The National Labor Relations Board (NLRB) announced Jan. 18 that it is considering adopting a new legal standard for whether confidentiality requirements, known informally as "gag orders," in mandatory arbitration agreements violate the National Labor Relations Act (NLRA). We've gathered articles on the news from SHRM Online and other outlets.
Briefs Invited
In Ralphs Grocery Co., the NLRB invited briefs on this issue by March 21. The board asked whether the arbitration policy in this case interferes with employees' right to file board charges or otherwise access board processes.
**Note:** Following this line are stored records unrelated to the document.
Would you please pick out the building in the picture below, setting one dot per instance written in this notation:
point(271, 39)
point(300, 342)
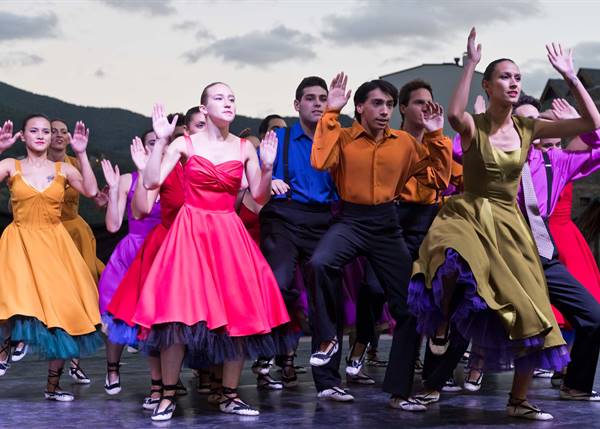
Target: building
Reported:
point(442, 78)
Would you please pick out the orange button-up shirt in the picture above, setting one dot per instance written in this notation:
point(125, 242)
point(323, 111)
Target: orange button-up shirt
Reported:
point(420, 193)
point(369, 172)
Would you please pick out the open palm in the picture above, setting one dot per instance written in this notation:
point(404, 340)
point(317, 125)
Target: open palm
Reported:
point(7, 139)
point(80, 137)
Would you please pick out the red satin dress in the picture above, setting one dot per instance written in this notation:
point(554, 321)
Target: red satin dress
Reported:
point(573, 250)
point(209, 273)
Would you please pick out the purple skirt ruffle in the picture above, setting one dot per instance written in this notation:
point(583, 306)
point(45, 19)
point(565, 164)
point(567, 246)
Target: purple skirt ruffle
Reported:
point(473, 320)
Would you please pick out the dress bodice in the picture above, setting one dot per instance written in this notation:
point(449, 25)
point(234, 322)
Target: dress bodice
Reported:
point(212, 186)
point(32, 208)
point(144, 225)
point(171, 196)
point(489, 172)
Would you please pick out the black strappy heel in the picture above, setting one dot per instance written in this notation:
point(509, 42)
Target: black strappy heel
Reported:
point(5, 349)
point(151, 403)
point(57, 394)
point(232, 404)
point(112, 388)
point(77, 373)
point(289, 376)
point(167, 413)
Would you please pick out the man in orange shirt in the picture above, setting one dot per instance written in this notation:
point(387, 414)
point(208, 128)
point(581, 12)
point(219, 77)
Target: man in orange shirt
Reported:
point(370, 164)
point(417, 206)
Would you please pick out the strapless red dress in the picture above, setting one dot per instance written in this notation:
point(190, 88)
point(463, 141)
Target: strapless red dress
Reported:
point(209, 286)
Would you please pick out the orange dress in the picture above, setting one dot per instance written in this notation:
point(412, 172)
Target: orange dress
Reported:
point(47, 294)
point(78, 229)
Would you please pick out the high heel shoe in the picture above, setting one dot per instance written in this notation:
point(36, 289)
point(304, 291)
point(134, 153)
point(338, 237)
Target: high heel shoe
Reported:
point(57, 394)
point(151, 403)
point(4, 365)
point(112, 388)
point(167, 413)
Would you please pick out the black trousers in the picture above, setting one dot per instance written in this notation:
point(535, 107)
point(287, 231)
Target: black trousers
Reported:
point(582, 311)
point(372, 231)
point(289, 233)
The NLRB also asked, in the event that the Federal Arbitration Act does not prevent the board from reviewing arbitration-related confidentiality requirements under the NLRA, what standard the board should apply to determine whether such requirements are legal.
(NLRB)
Possible Effect on Arbitration Contracts
The case could allow the NLRB to make mandatory arbitration contracts more worker-friendly by outlawing confidentiality requirements and boosting employee protections against losing access to administrative agencies.
Trump-Era Decision
In 2020, the NLRB ruled in California Commerce Club that employers that require employees to arbitrate work-related disputes can mandate that those workers keep silent about the proceedings. Carefully worded clauses to this effect were determined to be lawful if they were separate from workplace rules, according to the ruling. The board is now considering overturning this decision.
Standard for Workplace Policies Is Under Review
The NLRB also is considering replacing a standard that made it easier to defend workplace policies. In Stericycle Inc., the board is determining whether it should adopt a new legal standard to determine whether employer work rules violate the NLRA.
NLRB Considers Definition of Independent Contractor
In addition, the NLRB has announced that it may replace the existing standard for who is an independent contractor, inviting briefs on the considered change to be filed by Feb. 10.